In order to avoid the excessive time required for such interrupt processing, it has been suggested that a separate processor unit, commonly designated as an I/O processor, be utilized as an intermediary between external I/O devices and the main, or host, processor unit. Such I/O processor is normally provided access to the host I/O bus and, in turn, has its own I/O bus to which access can be obtained by one or more peripheral I/O devices. In such a way the I/O processor performs the processing which is required when an interrupt signal is transmitted from an I/O device so that the main or host processing unit is not required to stop its operation for such interrupt signal processing. The I/O processor thereupon takes care of the transfer of data to or from the I/O device and, thence, to or from the main processor unit or the main memory of the host machine. The host processor then merely handles the I/O data manipulations only, which manipulations can be achieved at the host processor high speed of operation, the data transfer to and from the I/O devices being handled by the separate I/O processor.

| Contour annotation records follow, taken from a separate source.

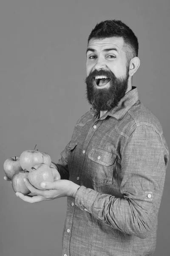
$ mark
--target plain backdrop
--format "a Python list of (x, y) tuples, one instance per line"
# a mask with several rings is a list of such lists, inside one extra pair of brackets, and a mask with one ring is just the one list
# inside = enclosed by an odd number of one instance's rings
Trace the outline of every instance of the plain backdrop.
[[(1, 256), (62, 255), (66, 198), (23, 201), (4, 180), (3, 164), (36, 144), (57, 162), (90, 109), (85, 51), (97, 23), (121, 20), (137, 35), (141, 65), (133, 85), (170, 147), (170, 12), (169, 0), (0, 0)], [(154, 256), (170, 254), (170, 166)]]

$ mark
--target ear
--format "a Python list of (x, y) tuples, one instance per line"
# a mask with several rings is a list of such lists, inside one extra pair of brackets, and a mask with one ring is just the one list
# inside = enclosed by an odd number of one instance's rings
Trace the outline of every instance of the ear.
[(140, 66), (140, 60), (138, 57), (134, 57), (130, 61), (129, 64), (129, 75), (132, 76), (136, 72)]

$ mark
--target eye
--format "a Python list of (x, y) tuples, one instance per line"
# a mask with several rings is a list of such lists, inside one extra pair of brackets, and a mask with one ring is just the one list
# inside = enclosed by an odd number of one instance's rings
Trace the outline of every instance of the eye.
[(90, 56), (88, 58), (94, 59), (94, 58), (96, 58), (96, 57), (95, 55), (92, 55), (91, 56)]
[(109, 55), (108, 56), (108, 58), (115, 58), (116, 56), (114, 55)]

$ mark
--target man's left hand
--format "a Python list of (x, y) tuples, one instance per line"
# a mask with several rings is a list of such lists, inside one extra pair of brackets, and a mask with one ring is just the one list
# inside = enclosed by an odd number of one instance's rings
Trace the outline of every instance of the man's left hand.
[(24, 201), (32, 204), (65, 196), (75, 198), (77, 189), (80, 186), (71, 180), (58, 180), (53, 182), (42, 182), (41, 186), (46, 189), (41, 190), (33, 186), (28, 179), (25, 179), (25, 182), (28, 188), (35, 195), (25, 195), (19, 192), (17, 192), (16, 195)]

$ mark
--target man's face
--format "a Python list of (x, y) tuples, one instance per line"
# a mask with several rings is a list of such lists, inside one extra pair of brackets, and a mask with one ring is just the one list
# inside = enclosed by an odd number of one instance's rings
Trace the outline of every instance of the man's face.
[(122, 38), (92, 39), (87, 50), (87, 95), (97, 111), (110, 110), (128, 90), (129, 67)]

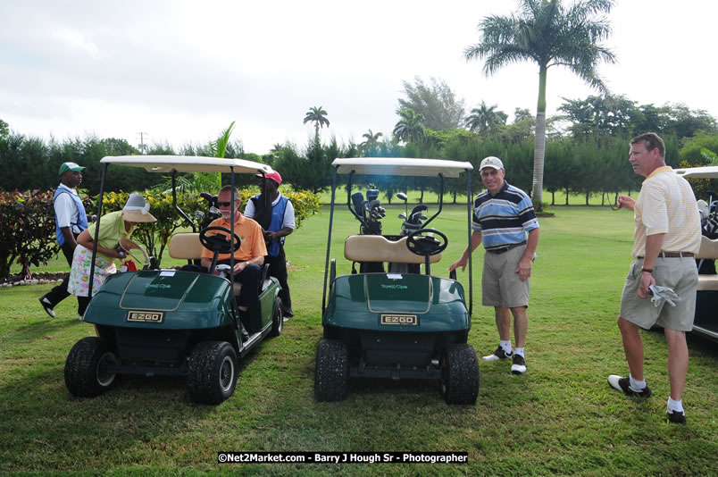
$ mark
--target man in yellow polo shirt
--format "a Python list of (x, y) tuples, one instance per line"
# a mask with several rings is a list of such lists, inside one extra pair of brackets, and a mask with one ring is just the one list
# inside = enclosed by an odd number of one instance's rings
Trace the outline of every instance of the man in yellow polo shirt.
[[(686, 423), (682, 395), (689, 354), (686, 331), (693, 327), (698, 272), (693, 256), (700, 248), (700, 218), (688, 181), (665, 165), (665, 146), (653, 132), (633, 138), (629, 161), (633, 172), (646, 178), (638, 200), (621, 196), (619, 204), (634, 212), (634, 261), (621, 297), (618, 328), (630, 373), (612, 374), (614, 389), (647, 398), (651, 389), (643, 374), (643, 341), (639, 328), (664, 328), (668, 345), (668, 421)], [(649, 299), (652, 286), (667, 287), (680, 299), (674, 305), (655, 305)]]
[[(234, 205), (232, 205), (232, 187), (224, 186), (220, 189), (218, 201), (221, 218), (210, 223), (210, 227), (224, 227), (231, 230), (231, 213), (234, 210), (234, 233), (241, 240), (240, 247), (234, 253), (234, 280), (242, 284), (242, 290), (237, 299), (237, 306), (240, 312), (246, 312), (259, 298), (259, 281), (262, 279), (262, 264), (267, 247), (262, 227), (252, 219), (247, 219), (239, 213), (239, 192), (235, 189)], [(221, 233), (221, 232), (219, 232)], [(226, 234), (225, 234), (226, 235)], [(202, 266), (209, 270), (213, 253), (206, 248), (202, 250)], [(220, 254), (217, 264), (230, 264), (230, 254)]]

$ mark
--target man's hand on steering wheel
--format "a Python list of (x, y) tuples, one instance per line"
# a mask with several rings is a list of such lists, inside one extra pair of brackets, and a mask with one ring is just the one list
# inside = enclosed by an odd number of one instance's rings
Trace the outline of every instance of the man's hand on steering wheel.
[[(441, 241), (438, 240), (436, 237), (422, 236), (423, 233), (438, 236), (441, 238)], [(435, 255), (443, 252), (447, 245), (447, 236), (435, 229), (419, 229), (406, 236), (406, 248), (417, 255)]]
[[(219, 233), (207, 234), (208, 231), (217, 230), (218, 232), (225, 232), (227, 236)], [(234, 236), (232, 242), (230, 241), (228, 236)], [(229, 254), (239, 249), (242, 245), (242, 240), (236, 233), (226, 227), (207, 227), (199, 232), (199, 243), (202, 247), (212, 252), (218, 252), (221, 254)]]

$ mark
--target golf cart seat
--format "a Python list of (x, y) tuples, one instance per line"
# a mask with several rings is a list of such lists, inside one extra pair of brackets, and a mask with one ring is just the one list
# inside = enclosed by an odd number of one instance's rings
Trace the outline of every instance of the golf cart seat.
[[(696, 258), (718, 259), (718, 240), (711, 240), (705, 235), (700, 238), (700, 250)], [(718, 275), (698, 275), (698, 290), (718, 291)]]
[[(424, 257), (406, 247), (406, 238), (391, 241), (380, 235), (350, 235), (344, 243), (344, 257), (353, 262), (392, 262), (395, 264), (424, 263)], [(441, 254), (430, 256), (432, 264)]]
[[(202, 257), (202, 250), (205, 247), (199, 242), (199, 233), (176, 233), (170, 238), (170, 256), (172, 258), (179, 258), (180, 260), (199, 260)], [(267, 278), (269, 272), (269, 264), (264, 264), (262, 266), (262, 289), (265, 289), (270, 286), (271, 281)], [(236, 297), (239, 296), (242, 289), (242, 284), (234, 282), (232, 284), (232, 290)]]

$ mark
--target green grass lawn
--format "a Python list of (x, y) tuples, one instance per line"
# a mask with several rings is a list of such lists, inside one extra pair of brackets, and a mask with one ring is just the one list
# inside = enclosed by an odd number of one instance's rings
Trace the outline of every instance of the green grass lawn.
[[(435, 206), (434, 206), (435, 207)], [(430, 208), (432, 212), (434, 207)], [(388, 207), (384, 233), (397, 233)], [(528, 372), (509, 363), (480, 364), (475, 406), (449, 406), (430, 381), (352, 381), (340, 403), (313, 399), (314, 352), (321, 336), (321, 293), (329, 210), (288, 239), (296, 316), (284, 334), (240, 363), (238, 389), (217, 406), (188, 398), (180, 379), (123, 377), (100, 398), (73, 398), (63, 381), (72, 345), (93, 334), (69, 298), (50, 319), (38, 298), (50, 285), (0, 289), (0, 473), (174, 475), (705, 475), (718, 459), (718, 350), (689, 338), (683, 401), (689, 423), (665, 422), (663, 335), (643, 333), (647, 402), (606, 383), (626, 373), (615, 324), (630, 262), (632, 214), (561, 207), (541, 221), (531, 278)], [(465, 207), (448, 206), (434, 225), (450, 245), (435, 274), (466, 244)], [(358, 223), (335, 214), (331, 256), (348, 272), (341, 246)], [(497, 345), (493, 310), (480, 305), (482, 253), (474, 254), (469, 342), (486, 355)], [(165, 265), (173, 264), (171, 261)], [(55, 265), (62, 267), (62, 262)], [(459, 280), (468, 287), (468, 273)], [(219, 451), (466, 451), (469, 464), (223, 464)], [(713, 469), (713, 470), (711, 470)]]
[[(475, 173), (475, 172), (474, 172)], [(465, 190), (465, 189), (464, 189)], [(365, 193), (365, 189), (356, 188), (354, 188), (354, 192), (361, 191)], [(475, 197), (476, 194), (480, 192), (480, 190), (474, 190), (472, 192), (473, 196)], [(527, 191), (528, 192), (528, 191)], [(622, 192), (622, 194), (627, 194), (627, 192)], [(637, 191), (631, 191), (630, 195), (632, 197), (637, 197)], [(408, 194), (409, 197), (409, 204), (419, 204), (419, 199), (422, 197), (422, 193), (419, 190), (412, 190)], [(602, 199), (604, 200), (604, 204), (602, 204)], [(330, 204), (331, 203), (331, 190), (322, 192), (319, 195), (319, 200), (321, 204)], [(337, 203), (346, 204), (346, 189), (341, 186), (337, 188)], [(381, 201), (382, 204), (388, 204), (388, 200), (384, 193), (380, 193), (379, 195), (379, 200)], [(424, 204), (437, 204), (438, 200), (438, 194), (434, 192), (426, 191), (424, 192)], [(444, 197), (444, 200), (447, 203), (452, 203), (454, 197), (450, 195), (446, 195)], [(551, 205), (551, 193), (544, 190), (543, 201), (547, 203), (549, 205)], [(554, 201), (556, 206), (563, 206), (566, 205), (566, 194), (563, 190), (559, 190), (555, 194)], [(466, 194), (460, 194), (456, 196), (456, 202), (460, 204), (466, 204)], [(569, 205), (586, 205), (586, 195), (585, 194), (579, 194), (572, 192), (569, 194)], [(397, 198), (396, 197), (391, 197), (392, 204), (404, 204), (400, 199)], [(605, 205), (607, 206), (609, 204), (614, 203), (614, 195), (606, 195), (605, 198), (602, 197), (601, 194), (591, 194), (589, 197), (589, 205)]]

The I/O processor often has its own local memory, usually of relatively low storage capacity which provides for the storage of programs for processing interrupts and for the local storage of data before transfer either to or from the host processor or to or from the I/O device.
In such presently used systems, the I/O processor must interrupt the host processor (in effect, on behalf of the I/O devices), to provide a particular memory allocation which is required by the I/O processor or by the IOP I/O devices utilizing host memory. While the interrupt processing which must occur in the host processor is not nearly as extensive as it would be if the host processor were dealing with the I/O devices directly, there is still a certain amount of interrupt processing time that must be used by the host processor in order to define the extent of the interrupt service which has to be performed. It is desirable to minimize the processing time that the host processor must use for such purpose so that it can return to its normal operations as quickly as possible, even when using a separate I/O processor.
Further, if more than one I/O processor is used on the host I/O bus, a priority among them must be established with respect to use of the host I/O bus. For example, if an I/O Processor is performing a Read-Modify-Write operation such processor must inform all other processors that such operation is occurring so that the I/O processor performing such operation can complete the operation before the host I/O bus becomes available to all other I/O processors.